Puede hablar de personas mientras trata a sus trabajadores como números.
Puede proclamar obsesión por el cliente y diseñar deliberadamente mecanismos para confundirlo.
Puede hablar de confianza y redactar contratos construidos alrededor de la desconfianza.
Por eso el propósito sin ética corre el riesgo de convertirse simplemente en marketing moral.
Una bonita historia que contamos sobre nosotros mismos.
Tal vez sea hora de acabar con el propósito
Propongo, por tanto, que dejemos descansar un poco la palabra.
No porque las empresas no deban tener objetivos.
Todo lo contrario.
Deben saber exactamente qué quieren conseguir.
Pero no necesitamos pasarnos meses descubriendo una frase casi mística que justifique nuestra existencia.
Una empresa no es una orden religiosa.
Es una comunidad de personas que hace determinadas cosas para otras personas y que, legítimamente, pretende ganar dinero haciéndolas.
La cuestión moral no es encontrar una explicación celestial a nuestra existencia.

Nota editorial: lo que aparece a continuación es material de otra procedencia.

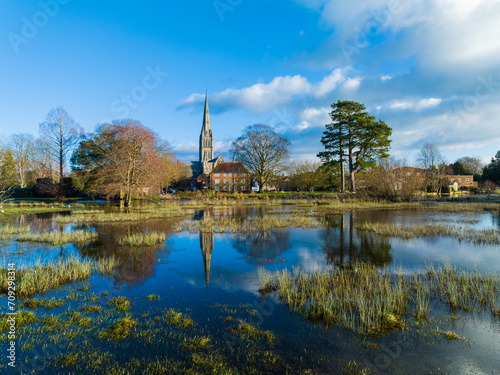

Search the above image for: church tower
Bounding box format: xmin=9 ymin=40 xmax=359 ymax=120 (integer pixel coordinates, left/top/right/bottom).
xmin=200 ymin=93 xmax=214 ymax=173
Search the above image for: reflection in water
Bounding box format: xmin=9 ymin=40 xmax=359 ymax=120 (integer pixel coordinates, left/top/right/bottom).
xmin=232 ymin=229 xmax=292 ymax=266
xmin=77 ymin=219 xmax=181 ymax=286
xmin=321 ymin=212 xmax=392 ymax=267
xmin=200 ymin=231 xmax=214 ymax=292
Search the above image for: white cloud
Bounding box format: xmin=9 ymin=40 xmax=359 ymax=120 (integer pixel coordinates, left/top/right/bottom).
xmin=314 ymin=69 xmax=348 ymax=97
xmin=343 ymin=77 xmax=361 ymax=90
xmin=388 ymin=98 xmax=442 ymax=111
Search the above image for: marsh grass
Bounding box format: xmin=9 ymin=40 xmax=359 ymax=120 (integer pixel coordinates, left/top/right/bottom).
xmin=98 ymin=315 xmax=137 ymax=341
xmin=0 ymin=310 xmax=38 ymax=332
xmin=108 ymin=296 xmax=130 ymax=311
xmin=17 ymin=230 xmax=98 ymax=245
xmin=0 ymin=257 xmax=116 ymax=298
xmin=0 ymin=224 xmax=31 ymax=239
xmin=231 ymin=321 xmax=276 ymax=342
xmin=175 ymin=216 xmax=319 ymax=233
xmin=163 ymin=308 xmax=194 ymax=329
xmin=437 ymin=329 xmax=465 ymax=341
xmin=181 ymin=336 xmax=212 ymax=351
xmin=259 ymin=263 xmax=500 ymax=336
xmin=56 ymin=204 xmax=189 ymax=224
xmin=118 ymin=232 xmax=167 ymax=247
xmin=356 ymin=223 xmax=500 ymax=245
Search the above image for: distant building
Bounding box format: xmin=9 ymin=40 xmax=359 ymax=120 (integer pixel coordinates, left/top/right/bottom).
xmin=207 ymin=159 xmax=252 ymax=193
xmin=446 ymin=175 xmax=478 ymax=191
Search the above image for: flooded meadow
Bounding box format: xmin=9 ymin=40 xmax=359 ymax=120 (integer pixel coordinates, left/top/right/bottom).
xmin=0 ymin=201 xmax=500 ymax=374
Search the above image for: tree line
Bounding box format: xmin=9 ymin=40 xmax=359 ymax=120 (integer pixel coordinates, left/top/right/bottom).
xmin=0 ymin=100 xmax=500 ymax=203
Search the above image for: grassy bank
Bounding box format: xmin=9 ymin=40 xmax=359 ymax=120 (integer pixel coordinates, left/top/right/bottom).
xmin=356 ymin=223 xmax=500 ymax=245
xmin=175 ymin=216 xmax=319 ymax=233
xmin=259 ymin=263 xmax=500 ymax=336
xmin=0 ymin=257 xmax=116 ymax=297
xmin=17 ymin=230 xmax=98 ymax=245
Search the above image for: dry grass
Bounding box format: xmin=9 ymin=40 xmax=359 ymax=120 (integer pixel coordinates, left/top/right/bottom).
xmin=356 ymin=223 xmax=500 ymax=245
xmin=259 ymin=263 xmax=500 ymax=336
xmin=0 ymin=257 xmax=116 ymax=297
xmin=17 ymin=230 xmax=98 ymax=245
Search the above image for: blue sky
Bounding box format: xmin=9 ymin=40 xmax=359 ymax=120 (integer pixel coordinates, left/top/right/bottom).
xmin=0 ymin=0 xmax=500 ymax=163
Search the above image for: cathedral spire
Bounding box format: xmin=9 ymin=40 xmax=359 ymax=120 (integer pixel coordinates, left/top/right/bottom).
xmin=201 ymin=91 xmax=212 ymax=131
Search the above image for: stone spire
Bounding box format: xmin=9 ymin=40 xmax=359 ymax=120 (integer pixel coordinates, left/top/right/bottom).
xmin=200 ymin=93 xmax=214 ymax=173
xmin=201 ymin=91 xmax=212 ymax=133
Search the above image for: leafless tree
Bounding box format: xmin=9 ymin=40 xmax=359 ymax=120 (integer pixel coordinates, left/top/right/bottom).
xmin=40 ymin=107 xmax=84 ymax=183
xmin=362 ymin=157 xmax=426 ymax=201
xmin=231 ymin=125 xmax=290 ymax=191
xmin=417 ymin=143 xmax=447 ymax=194
xmin=10 ymin=133 xmax=35 ymax=188
xmin=288 ymin=160 xmax=325 ymax=192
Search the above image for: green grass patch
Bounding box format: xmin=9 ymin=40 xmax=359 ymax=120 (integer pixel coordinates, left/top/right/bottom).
xmin=108 ymin=296 xmax=130 ymax=311
xmin=356 ymin=223 xmax=500 ymax=245
xmin=17 ymin=230 xmax=98 ymax=245
xmin=98 ymin=316 xmax=137 ymax=341
xmin=118 ymin=232 xmax=167 ymax=246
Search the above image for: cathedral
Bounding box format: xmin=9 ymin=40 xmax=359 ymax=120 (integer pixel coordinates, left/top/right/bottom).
xmin=191 ymin=94 xmax=224 ymax=178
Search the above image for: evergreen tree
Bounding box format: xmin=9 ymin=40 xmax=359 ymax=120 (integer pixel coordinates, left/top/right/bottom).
xmin=318 ymin=100 xmax=392 ymax=192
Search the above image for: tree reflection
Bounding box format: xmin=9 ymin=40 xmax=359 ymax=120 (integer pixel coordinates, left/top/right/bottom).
xmin=232 ymin=229 xmax=292 ymax=266
xmin=77 ymin=219 xmax=182 ymax=286
xmin=321 ymin=212 xmax=392 ymax=267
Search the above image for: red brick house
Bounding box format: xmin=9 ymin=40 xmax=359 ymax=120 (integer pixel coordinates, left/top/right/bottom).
xmin=207 ymin=161 xmax=252 ymax=193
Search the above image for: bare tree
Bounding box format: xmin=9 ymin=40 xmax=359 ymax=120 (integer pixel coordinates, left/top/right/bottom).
xmin=417 ymin=143 xmax=447 ymax=194
xmin=231 ymin=125 xmax=290 ymax=191
xmin=362 ymin=157 xmax=425 ymax=201
xmin=289 ymin=160 xmax=325 ymax=192
xmin=10 ymin=133 xmax=35 ymax=188
xmin=40 ymin=107 xmax=84 ymax=183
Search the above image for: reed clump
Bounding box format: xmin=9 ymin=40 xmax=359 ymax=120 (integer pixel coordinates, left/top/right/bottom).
xmin=118 ymin=232 xmax=167 ymax=247
xmin=17 ymin=230 xmax=98 ymax=245
xmin=98 ymin=316 xmax=137 ymax=341
xmin=0 ymin=257 xmax=115 ymax=297
xmin=108 ymin=296 xmax=130 ymax=311
xmin=163 ymin=308 xmax=194 ymax=329
xmin=0 ymin=224 xmax=31 ymax=239
xmin=356 ymin=223 xmax=500 ymax=245
xmin=259 ymin=263 xmax=500 ymax=336
xmin=175 ymin=216 xmax=319 ymax=233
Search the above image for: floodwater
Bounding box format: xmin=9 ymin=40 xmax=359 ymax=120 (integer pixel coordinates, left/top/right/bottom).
xmin=0 ymin=207 xmax=500 ymax=374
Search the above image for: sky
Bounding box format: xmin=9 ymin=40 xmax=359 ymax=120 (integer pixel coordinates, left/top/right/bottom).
xmin=0 ymin=0 xmax=500 ymax=164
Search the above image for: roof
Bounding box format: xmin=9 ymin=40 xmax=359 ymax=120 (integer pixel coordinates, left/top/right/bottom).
xmin=211 ymin=161 xmax=249 ymax=173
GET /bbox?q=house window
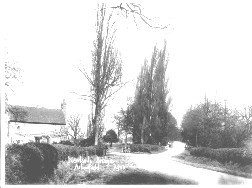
[35,136,42,143]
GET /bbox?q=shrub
[79,135,95,147]
[5,143,58,184]
[129,144,162,153]
[25,143,58,177]
[190,147,252,166]
[59,140,74,146]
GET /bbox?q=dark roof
[9,106,66,125]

La cuestión es mucho más terrenal:
¿Lo hacemos bien?
¿Somos buenos profesionales?
¿Somos honrados?
¿Somos justos?
¿Somos fiables?
¿Aportamos realmente algo a quien nos paga?
¿Podemos mirar con orgullo el trabajo terminado?
¿Puede confiar en nosotros alguien después de habernos conocido?
Eso es propósito suficiente.
Y además tiene una ventaja extraordinaria: no necesita tres meses de consultoría para descubrirse.
Necesita toda una vida para cumplirse.
Aristóteles decía que nos hacemos constructores construyendo y justos realizando actos justos.
Las empresas funcionan exactamente igual.
No se vuelven éticas escribiendo valores.
Se vuelven éticas actuando éticamente una y otra vez.
Quizá el gran propósito empresarial del siglo XXI no sea salvar el planeta, transformar la humanidad ni cambiar para siempre la vida de nuestros clientes.
Quizá sea algo mucho más humilde y, precisamente por eso, mucho más difícil:
hacer bien aquello que hemos decidido hacer. Hacerlo con excelencia. Hacerlo profesionalmente. Y hacerlo sin dejar de ser buenas personas por el camino.
A eso antes no lo llamábamos propósito.
Lo llamábamos ética.
Y ya estaba inventada hace más de dos mil años.
Así que acabemos de una vez con tanto propósito.
Menos propósito en la pared. Más ética en cada decisión.
Porque al final una empresa no necesita explicar al mundo por qué merece existir.
Tiene que demostrarlo.
Todos los días.
Se me hace raro , tener que contratar un consultor para que te descubra tu propósito.